И тем больше мне хотелось написать про этого уникального монаха, который выделяется даже среди множества святых угодников Божиих.
Стремление это росло, особенно когда я узнавал и видел воочию, как внедряются в нашу жизнь нравы, которые всегда были чужды нашему народу. Разнузданность стала выдаваться за норму поведения, вседозволенность – за свободу, кривляние и передразнивание – за истинное искусство.
Вот уже перестали удивляться бородатым женщинам, пляшущим и поющим что-то несусветное, выдавать им первые премии на фестивалях, гомосексуалистов и лесбиянок делать героями фильмов, спектаклей, в угоду извращенцам присуждать им самые престижные награды. А тех, кто осмеливается давать отпор этим «современным трендам», объявлять ретроградами и отсталыми от времени людьми.
Конечно, есть, как и во все времена, борьба, противостояние добра и зла. Стрелы света летят от учеников Христа, стрелы тьмы – от сил злобы поднебесной.
И важно сейчас для страны, для каждого из нас понять, кто натягивает тугую тетиву лука спасения или тетиву лука гибели.
О своих верных учениках Христос говорил, что они соль земли. Да, именно соль бережет пищу от порчи. Так и монашество, как передовой отряд Христов, первым выходит туда, где всего опаснее, где есть уже запах гниения. Великая Александрия, оплот Византийской империи, этот котел, в котором оказалось замешано сразу множество цивилизаций, пала, потому что не смогла одолеть исподволь разъедающую порчу разврата, падения нравов.
Вот поэтому я и решился написать о том, как вершил свой подвиг монах Виталий, казалось бы, столь далекий от нас по времени. Но близкий и даже родной потому, как он жил и как утверждал Христа своей молитвой и всей жизнью.
Повествование я старался сделать как можно интереснее, стремительно развивая сюжет, придумывая такие литературные образы, которые бы характеризовали и эпоху 7 века Александрии, и нравы того времени. Что же касается образа самого монаха Виталия и других исторических персонажей, как святого патриарха Иоанна Милостивого, святого Геласия Комедианта и других, то тут я стремился, как в прежних моих повестях и романах, не отступать от исторической правды.
Для тех, кому недостаточно этого, в приложениях даны Житие, молитва, тропарь и кондак святому монаху Виталию Александрийскому.
Эпиграфом к повести я взял слова нашего национального гения.

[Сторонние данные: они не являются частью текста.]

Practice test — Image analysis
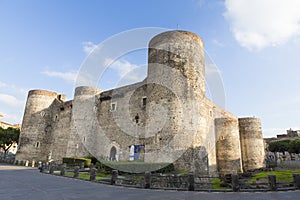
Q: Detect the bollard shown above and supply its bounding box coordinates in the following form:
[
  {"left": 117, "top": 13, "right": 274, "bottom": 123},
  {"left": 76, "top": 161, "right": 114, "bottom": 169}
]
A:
[
  {"left": 110, "top": 170, "right": 118, "bottom": 185},
  {"left": 80, "top": 162, "right": 84, "bottom": 169},
  {"left": 90, "top": 167, "right": 96, "bottom": 181},
  {"left": 231, "top": 174, "right": 240, "bottom": 192},
  {"left": 293, "top": 174, "right": 300, "bottom": 190},
  {"left": 188, "top": 174, "right": 195, "bottom": 191},
  {"left": 144, "top": 172, "right": 151, "bottom": 189},
  {"left": 268, "top": 175, "right": 277, "bottom": 191},
  {"left": 73, "top": 166, "right": 79, "bottom": 178},
  {"left": 60, "top": 163, "right": 66, "bottom": 176},
  {"left": 31, "top": 160, "right": 35, "bottom": 167}
]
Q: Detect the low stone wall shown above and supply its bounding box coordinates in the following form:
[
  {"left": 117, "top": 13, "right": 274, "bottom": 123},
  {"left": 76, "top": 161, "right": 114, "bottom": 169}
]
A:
[{"left": 5, "top": 161, "right": 300, "bottom": 192}]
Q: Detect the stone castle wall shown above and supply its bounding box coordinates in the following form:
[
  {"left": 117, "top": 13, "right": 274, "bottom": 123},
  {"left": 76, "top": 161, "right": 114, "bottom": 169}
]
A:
[{"left": 17, "top": 31, "right": 264, "bottom": 174}]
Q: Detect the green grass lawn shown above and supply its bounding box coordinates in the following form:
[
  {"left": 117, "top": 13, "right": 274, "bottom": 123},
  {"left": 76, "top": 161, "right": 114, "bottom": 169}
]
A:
[
  {"left": 247, "top": 169, "right": 300, "bottom": 183},
  {"left": 211, "top": 178, "right": 230, "bottom": 190}
]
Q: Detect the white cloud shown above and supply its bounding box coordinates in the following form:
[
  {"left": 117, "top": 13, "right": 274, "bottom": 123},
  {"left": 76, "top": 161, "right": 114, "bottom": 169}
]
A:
[
  {"left": 262, "top": 127, "right": 300, "bottom": 138},
  {"left": 224, "top": 0, "right": 300, "bottom": 50},
  {"left": 82, "top": 41, "right": 97, "bottom": 55},
  {"left": 193, "top": 0, "right": 206, "bottom": 7},
  {"left": 212, "top": 39, "right": 224, "bottom": 47},
  {"left": 0, "top": 94, "right": 24, "bottom": 108},
  {"left": 42, "top": 70, "right": 77, "bottom": 83}
]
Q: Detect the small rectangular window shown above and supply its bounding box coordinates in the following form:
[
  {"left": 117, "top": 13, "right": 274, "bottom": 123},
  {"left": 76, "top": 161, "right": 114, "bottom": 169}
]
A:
[
  {"left": 110, "top": 103, "right": 117, "bottom": 111},
  {"left": 143, "top": 97, "right": 147, "bottom": 106}
]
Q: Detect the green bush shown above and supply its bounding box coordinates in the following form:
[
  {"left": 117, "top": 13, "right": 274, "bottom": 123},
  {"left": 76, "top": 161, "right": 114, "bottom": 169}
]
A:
[{"left": 62, "top": 157, "right": 91, "bottom": 167}]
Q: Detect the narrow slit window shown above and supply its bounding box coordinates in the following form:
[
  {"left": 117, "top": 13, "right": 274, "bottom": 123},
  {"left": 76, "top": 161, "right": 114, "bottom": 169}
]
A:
[{"left": 110, "top": 103, "right": 117, "bottom": 111}]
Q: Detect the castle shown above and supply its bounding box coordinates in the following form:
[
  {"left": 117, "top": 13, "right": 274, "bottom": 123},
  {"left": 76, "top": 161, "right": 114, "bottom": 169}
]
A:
[{"left": 16, "top": 30, "right": 265, "bottom": 174}]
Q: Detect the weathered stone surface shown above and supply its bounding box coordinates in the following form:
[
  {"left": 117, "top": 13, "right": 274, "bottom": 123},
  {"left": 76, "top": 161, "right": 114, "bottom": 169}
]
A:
[{"left": 16, "top": 31, "right": 264, "bottom": 175}]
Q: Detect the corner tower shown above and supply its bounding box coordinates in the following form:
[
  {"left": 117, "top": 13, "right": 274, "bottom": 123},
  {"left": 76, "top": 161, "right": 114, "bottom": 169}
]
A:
[
  {"left": 239, "top": 117, "right": 265, "bottom": 171},
  {"left": 16, "top": 90, "right": 62, "bottom": 160}
]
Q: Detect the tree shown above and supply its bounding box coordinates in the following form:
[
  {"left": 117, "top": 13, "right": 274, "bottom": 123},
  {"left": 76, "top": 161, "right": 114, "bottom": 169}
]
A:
[{"left": 0, "top": 127, "right": 20, "bottom": 158}]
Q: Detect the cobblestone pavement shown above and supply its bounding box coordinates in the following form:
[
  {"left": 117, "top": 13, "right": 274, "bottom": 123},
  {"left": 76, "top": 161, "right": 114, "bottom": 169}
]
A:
[{"left": 0, "top": 165, "right": 300, "bottom": 200}]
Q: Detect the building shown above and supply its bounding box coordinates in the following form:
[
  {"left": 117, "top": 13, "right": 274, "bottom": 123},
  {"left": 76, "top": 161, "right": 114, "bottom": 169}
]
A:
[{"left": 16, "top": 30, "right": 265, "bottom": 174}]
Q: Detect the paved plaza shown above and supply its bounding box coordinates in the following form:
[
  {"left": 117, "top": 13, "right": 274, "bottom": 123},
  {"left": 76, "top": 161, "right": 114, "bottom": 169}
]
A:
[{"left": 0, "top": 165, "right": 300, "bottom": 200}]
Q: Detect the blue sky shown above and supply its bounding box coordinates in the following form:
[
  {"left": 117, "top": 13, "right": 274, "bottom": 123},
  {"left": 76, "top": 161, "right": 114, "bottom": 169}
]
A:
[{"left": 0, "top": 0, "right": 300, "bottom": 137}]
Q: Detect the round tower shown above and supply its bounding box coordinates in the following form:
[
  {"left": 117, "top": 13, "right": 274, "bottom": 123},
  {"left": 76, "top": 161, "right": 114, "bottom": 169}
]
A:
[
  {"left": 148, "top": 30, "right": 206, "bottom": 97},
  {"left": 16, "top": 90, "right": 58, "bottom": 160},
  {"left": 145, "top": 30, "right": 207, "bottom": 171},
  {"left": 67, "top": 86, "right": 101, "bottom": 159},
  {"left": 215, "top": 118, "right": 242, "bottom": 174},
  {"left": 239, "top": 117, "right": 265, "bottom": 171}
]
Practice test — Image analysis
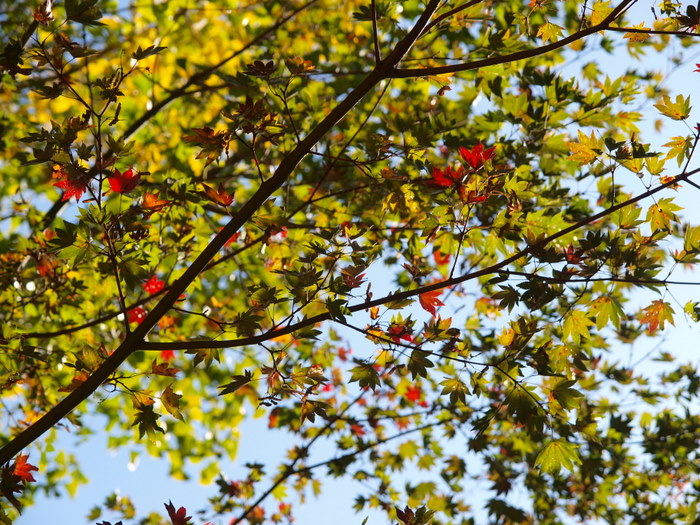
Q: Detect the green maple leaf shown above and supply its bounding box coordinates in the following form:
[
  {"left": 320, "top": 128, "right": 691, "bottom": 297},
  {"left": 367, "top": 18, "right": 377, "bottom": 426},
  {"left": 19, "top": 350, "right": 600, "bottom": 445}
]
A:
[{"left": 535, "top": 440, "right": 581, "bottom": 473}]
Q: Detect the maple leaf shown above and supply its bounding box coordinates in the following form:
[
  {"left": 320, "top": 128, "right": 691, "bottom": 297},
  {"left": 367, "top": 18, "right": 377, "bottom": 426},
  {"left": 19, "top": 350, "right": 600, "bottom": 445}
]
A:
[
  {"left": 537, "top": 22, "right": 562, "bottom": 42},
  {"left": 164, "top": 501, "right": 191, "bottom": 525},
  {"left": 403, "top": 386, "right": 423, "bottom": 403},
  {"left": 58, "top": 372, "right": 88, "bottom": 392},
  {"left": 202, "top": 183, "right": 233, "bottom": 206},
  {"left": 418, "top": 290, "right": 445, "bottom": 317},
  {"left": 151, "top": 360, "right": 180, "bottom": 377},
  {"left": 459, "top": 186, "right": 488, "bottom": 204},
  {"left": 622, "top": 22, "right": 650, "bottom": 42},
  {"left": 350, "top": 423, "right": 367, "bottom": 437},
  {"left": 127, "top": 306, "right": 148, "bottom": 324},
  {"left": 107, "top": 168, "right": 141, "bottom": 193},
  {"left": 386, "top": 324, "right": 413, "bottom": 343},
  {"left": 340, "top": 268, "right": 365, "bottom": 288},
  {"left": 433, "top": 250, "right": 452, "bottom": 266},
  {"left": 52, "top": 164, "right": 87, "bottom": 202},
  {"left": 143, "top": 275, "right": 165, "bottom": 294},
  {"left": 639, "top": 299, "right": 675, "bottom": 335},
  {"left": 431, "top": 166, "right": 464, "bottom": 188},
  {"left": 459, "top": 142, "right": 496, "bottom": 170},
  {"left": 141, "top": 193, "right": 170, "bottom": 214},
  {"left": 12, "top": 454, "right": 39, "bottom": 483}
]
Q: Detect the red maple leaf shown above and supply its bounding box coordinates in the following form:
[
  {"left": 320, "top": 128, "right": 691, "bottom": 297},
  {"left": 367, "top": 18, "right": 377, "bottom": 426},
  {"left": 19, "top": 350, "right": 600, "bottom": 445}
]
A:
[
  {"left": 403, "top": 386, "right": 423, "bottom": 403},
  {"left": 151, "top": 359, "right": 180, "bottom": 377},
  {"left": 107, "top": 168, "right": 141, "bottom": 193},
  {"left": 164, "top": 501, "right": 191, "bottom": 525},
  {"left": 12, "top": 454, "right": 39, "bottom": 483},
  {"left": 350, "top": 423, "right": 367, "bottom": 437},
  {"left": 386, "top": 324, "right": 413, "bottom": 343},
  {"left": 432, "top": 166, "right": 464, "bottom": 188},
  {"left": 418, "top": 290, "right": 445, "bottom": 317},
  {"left": 143, "top": 275, "right": 165, "bottom": 294},
  {"left": 433, "top": 250, "right": 451, "bottom": 265},
  {"left": 51, "top": 164, "right": 87, "bottom": 202},
  {"left": 127, "top": 306, "right": 148, "bottom": 324},
  {"left": 459, "top": 143, "right": 496, "bottom": 170}
]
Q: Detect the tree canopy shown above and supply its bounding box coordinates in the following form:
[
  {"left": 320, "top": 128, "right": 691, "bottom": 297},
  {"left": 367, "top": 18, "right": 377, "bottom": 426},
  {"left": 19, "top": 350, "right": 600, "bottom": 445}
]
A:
[{"left": 0, "top": 0, "right": 700, "bottom": 525}]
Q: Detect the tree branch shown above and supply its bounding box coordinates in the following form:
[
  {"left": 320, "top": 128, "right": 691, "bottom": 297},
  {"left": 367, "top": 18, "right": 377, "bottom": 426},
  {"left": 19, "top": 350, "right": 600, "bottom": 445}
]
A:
[
  {"left": 392, "top": 0, "right": 637, "bottom": 78},
  {"left": 0, "top": 0, "right": 440, "bottom": 465},
  {"left": 139, "top": 168, "right": 700, "bottom": 350}
]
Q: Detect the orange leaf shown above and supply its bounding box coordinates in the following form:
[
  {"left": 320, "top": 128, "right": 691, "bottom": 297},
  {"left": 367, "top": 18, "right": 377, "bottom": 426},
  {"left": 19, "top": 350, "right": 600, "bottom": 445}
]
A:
[
  {"left": 12, "top": 454, "right": 39, "bottom": 482},
  {"left": 418, "top": 290, "right": 445, "bottom": 317},
  {"left": 58, "top": 372, "right": 87, "bottom": 392},
  {"left": 151, "top": 360, "right": 180, "bottom": 377},
  {"left": 141, "top": 193, "right": 170, "bottom": 213},
  {"left": 202, "top": 183, "right": 233, "bottom": 206}
]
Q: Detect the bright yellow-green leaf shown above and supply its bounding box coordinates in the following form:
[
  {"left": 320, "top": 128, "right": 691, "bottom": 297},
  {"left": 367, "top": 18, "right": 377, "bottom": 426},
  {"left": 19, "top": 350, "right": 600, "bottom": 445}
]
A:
[
  {"left": 562, "top": 310, "right": 593, "bottom": 344},
  {"left": 566, "top": 130, "right": 602, "bottom": 164},
  {"left": 654, "top": 95, "right": 691, "bottom": 120},
  {"left": 537, "top": 22, "right": 563, "bottom": 42},
  {"left": 591, "top": 0, "right": 612, "bottom": 26},
  {"left": 535, "top": 440, "right": 581, "bottom": 474}
]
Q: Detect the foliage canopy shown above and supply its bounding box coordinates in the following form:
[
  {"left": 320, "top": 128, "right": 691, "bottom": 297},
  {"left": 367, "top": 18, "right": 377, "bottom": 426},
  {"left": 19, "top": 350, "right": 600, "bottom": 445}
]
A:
[{"left": 0, "top": 0, "right": 700, "bottom": 525}]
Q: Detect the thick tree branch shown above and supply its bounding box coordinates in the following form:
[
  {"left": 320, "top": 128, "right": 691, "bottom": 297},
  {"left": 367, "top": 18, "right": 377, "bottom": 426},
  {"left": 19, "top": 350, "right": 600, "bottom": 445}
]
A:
[
  {"left": 139, "top": 168, "right": 700, "bottom": 350},
  {"left": 0, "top": 0, "right": 440, "bottom": 465}
]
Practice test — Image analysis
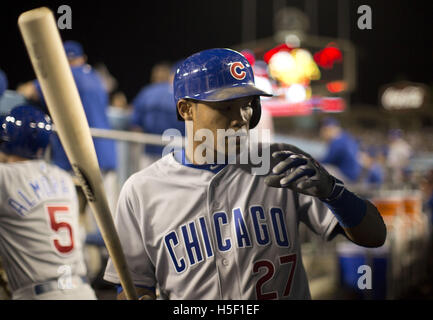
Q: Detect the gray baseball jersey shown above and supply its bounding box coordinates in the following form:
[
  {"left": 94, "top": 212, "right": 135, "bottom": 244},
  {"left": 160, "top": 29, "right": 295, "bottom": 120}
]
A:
[
  {"left": 0, "top": 160, "right": 93, "bottom": 299},
  {"left": 104, "top": 146, "right": 337, "bottom": 300}
]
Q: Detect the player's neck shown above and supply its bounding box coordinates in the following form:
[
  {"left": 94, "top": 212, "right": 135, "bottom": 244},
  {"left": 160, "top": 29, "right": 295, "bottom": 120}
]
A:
[{"left": 5, "top": 154, "right": 30, "bottom": 163}]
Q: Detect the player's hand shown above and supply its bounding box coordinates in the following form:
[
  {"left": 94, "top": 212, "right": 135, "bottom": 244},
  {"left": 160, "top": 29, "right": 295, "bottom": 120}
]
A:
[{"left": 265, "top": 144, "right": 335, "bottom": 199}]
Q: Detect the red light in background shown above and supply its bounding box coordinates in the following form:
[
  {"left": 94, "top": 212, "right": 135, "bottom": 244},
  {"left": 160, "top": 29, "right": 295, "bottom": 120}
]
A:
[
  {"left": 326, "top": 81, "right": 347, "bottom": 93},
  {"left": 263, "top": 43, "right": 293, "bottom": 63},
  {"left": 314, "top": 44, "right": 343, "bottom": 69}
]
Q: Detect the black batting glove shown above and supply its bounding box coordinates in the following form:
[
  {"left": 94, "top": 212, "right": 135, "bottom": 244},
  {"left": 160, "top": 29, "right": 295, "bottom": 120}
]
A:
[{"left": 265, "top": 144, "right": 335, "bottom": 199}]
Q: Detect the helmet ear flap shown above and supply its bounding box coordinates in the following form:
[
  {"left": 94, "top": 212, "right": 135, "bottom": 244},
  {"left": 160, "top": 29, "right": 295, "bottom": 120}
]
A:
[{"left": 250, "top": 96, "right": 262, "bottom": 129}]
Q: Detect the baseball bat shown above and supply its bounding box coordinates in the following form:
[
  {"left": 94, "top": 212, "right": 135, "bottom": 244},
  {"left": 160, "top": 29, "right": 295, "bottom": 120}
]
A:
[{"left": 18, "top": 7, "right": 137, "bottom": 299}]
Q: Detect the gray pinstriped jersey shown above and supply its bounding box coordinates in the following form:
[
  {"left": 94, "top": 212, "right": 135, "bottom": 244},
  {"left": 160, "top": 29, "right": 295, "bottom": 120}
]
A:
[
  {"left": 104, "top": 145, "right": 337, "bottom": 300},
  {"left": 0, "top": 160, "right": 86, "bottom": 291}
]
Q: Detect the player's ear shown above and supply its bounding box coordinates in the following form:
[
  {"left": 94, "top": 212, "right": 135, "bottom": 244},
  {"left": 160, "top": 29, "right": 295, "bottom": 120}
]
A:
[{"left": 177, "top": 99, "right": 193, "bottom": 121}]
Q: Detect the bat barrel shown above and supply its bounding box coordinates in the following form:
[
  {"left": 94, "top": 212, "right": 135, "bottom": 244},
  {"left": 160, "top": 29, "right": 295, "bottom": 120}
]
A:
[{"left": 18, "top": 7, "right": 137, "bottom": 299}]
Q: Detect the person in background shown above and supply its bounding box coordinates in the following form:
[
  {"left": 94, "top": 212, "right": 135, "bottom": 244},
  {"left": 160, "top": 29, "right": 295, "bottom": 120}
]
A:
[
  {"left": 17, "top": 41, "right": 118, "bottom": 210},
  {"left": 0, "top": 105, "right": 96, "bottom": 300},
  {"left": 359, "top": 146, "right": 385, "bottom": 188},
  {"left": 131, "top": 63, "right": 185, "bottom": 169},
  {"left": 0, "top": 69, "right": 26, "bottom": 115},
  {"left": 386, "top": 129, "right": 412, "bottom": 187},
  {"left": 319, "top": 117, "right": 362, "bottom": 183}
]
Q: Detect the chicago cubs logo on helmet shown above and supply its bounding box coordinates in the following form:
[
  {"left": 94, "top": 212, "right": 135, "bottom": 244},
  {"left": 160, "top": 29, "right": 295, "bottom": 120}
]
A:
[{"left": 230, "top": 61, "right": 247, "bottom": 80}]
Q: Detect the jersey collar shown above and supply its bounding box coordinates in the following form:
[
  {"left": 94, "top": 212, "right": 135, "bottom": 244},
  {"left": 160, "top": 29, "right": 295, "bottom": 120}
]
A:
[{"left": 173, "top": 149, "right": 226, "bottom": 174}]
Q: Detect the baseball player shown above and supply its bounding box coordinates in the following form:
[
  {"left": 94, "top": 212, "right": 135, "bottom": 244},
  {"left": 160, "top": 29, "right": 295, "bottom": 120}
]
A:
[
  {"left": 104, "top": 49, "right": 386, "bottom": 300},
  {"left": 0, "top": 105, "right": 96, "bottom": 300}
]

Ту строку из его бессмертного «Памятника», которой раньше мы как-то не придавали значения, как-то ее пропускали. Но теперь эта строка звучит, как никогда прежде, заветом великого поэта.
Алексей Солоницын
«…И милость к падшим призывал».
А. С. Пушкин, «Памятник»
Глава 1
Смертное утро
Солнце показалось над спокойно дышащим морем. Оно осветило своим краешком подножие громады маяка.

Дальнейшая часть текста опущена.